In terms of pop culture success, the Minions movies are quite successful. The quirky, lovable little yellow henchmen from Despicable Me have arguably overshadowed all of their co-stars and become the biggest thing in animation in a generation.
That's why when Minions: The Rise of Gru hit theaters worldwide, millions of fans flocked to see it, and it grossed hundreds of millions of dollars at the box office. While we're all familiar with the Minions: Rise of Gru ending by now, it seems as though viewers in China were given an entirely different experience when they saw the movie. So, why did China change the ending to Minions: Rise of Gru? Here's what we know.
Why did China change the ending to 'Minions: Rise of Gru'?
In the globally-released version of Minions: Rise of Gru, Gru and his mentor Wild Knuckles ride off into the sunset to conclude the film, setting up a life of criminal activity that would continue into Despicable Me. However, China's version of the film has a very different ending.
Indeed, per the BBC, which referenced posts and screenshots of the film that were shared on the Chinese website Weibo, government censors replaced the closing sequence of the film with a series of subtitled still images that explain China's alternate ending for the film. It goes without saying that what they created is a far departure from what Minions: Rise of Gru was intended to set up as a prequel.
In China, the film ends with Wild Knuckles being caught and incarcerated for 20 years after failing at a heist. Over time, he cultivates a "love of acting" and goes on to form a theater group.
Gru, on the other hand, receives the nice guy treatment from China. In their version of the film, the villain "returned to his family" and considers being a father to his three daughters his "biggest accomplishment."
As for the reasoning behind China's decision to change the film, the government hasn't issued an official statement. It could be speculated that the government's emphasis on Gru being a proud father of three has something to do with China recently changing its laws to allow parents to have three children, not just two.

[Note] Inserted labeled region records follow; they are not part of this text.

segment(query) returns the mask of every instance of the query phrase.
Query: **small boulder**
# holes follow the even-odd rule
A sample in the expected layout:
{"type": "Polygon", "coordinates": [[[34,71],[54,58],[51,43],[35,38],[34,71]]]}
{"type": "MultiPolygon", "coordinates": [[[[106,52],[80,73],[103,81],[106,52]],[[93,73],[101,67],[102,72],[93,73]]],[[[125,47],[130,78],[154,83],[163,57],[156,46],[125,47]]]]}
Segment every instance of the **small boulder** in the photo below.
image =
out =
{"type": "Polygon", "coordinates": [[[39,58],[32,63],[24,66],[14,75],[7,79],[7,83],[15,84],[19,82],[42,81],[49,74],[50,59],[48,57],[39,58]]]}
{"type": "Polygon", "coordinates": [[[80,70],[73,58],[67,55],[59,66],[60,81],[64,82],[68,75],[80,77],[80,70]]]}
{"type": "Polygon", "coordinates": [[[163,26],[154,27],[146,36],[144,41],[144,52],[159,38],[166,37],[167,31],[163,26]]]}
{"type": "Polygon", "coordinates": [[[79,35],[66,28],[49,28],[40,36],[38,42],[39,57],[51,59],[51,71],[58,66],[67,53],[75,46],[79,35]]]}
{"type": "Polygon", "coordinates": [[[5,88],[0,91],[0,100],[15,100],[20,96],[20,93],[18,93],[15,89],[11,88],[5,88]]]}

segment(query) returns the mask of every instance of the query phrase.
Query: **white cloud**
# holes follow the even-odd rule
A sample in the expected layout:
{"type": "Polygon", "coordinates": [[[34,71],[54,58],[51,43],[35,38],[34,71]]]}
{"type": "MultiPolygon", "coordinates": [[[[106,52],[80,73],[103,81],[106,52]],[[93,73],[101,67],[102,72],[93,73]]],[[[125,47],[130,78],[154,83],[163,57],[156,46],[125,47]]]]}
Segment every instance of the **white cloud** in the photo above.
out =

This is also not the first time that China has altered a famous movie's ending to fit their narrative. In early 2022, the hit 1999 film Fight Club hit China's streaming service, Tencent Video, with a modified ending. Instead of the famous scene where the narrator and Marla embrace as buildings explode around them, Chinese censors dubbed it with a plain text message telling viewers that authorities won and saved the day. After backlash, the film was reverted almost wholly to its original state.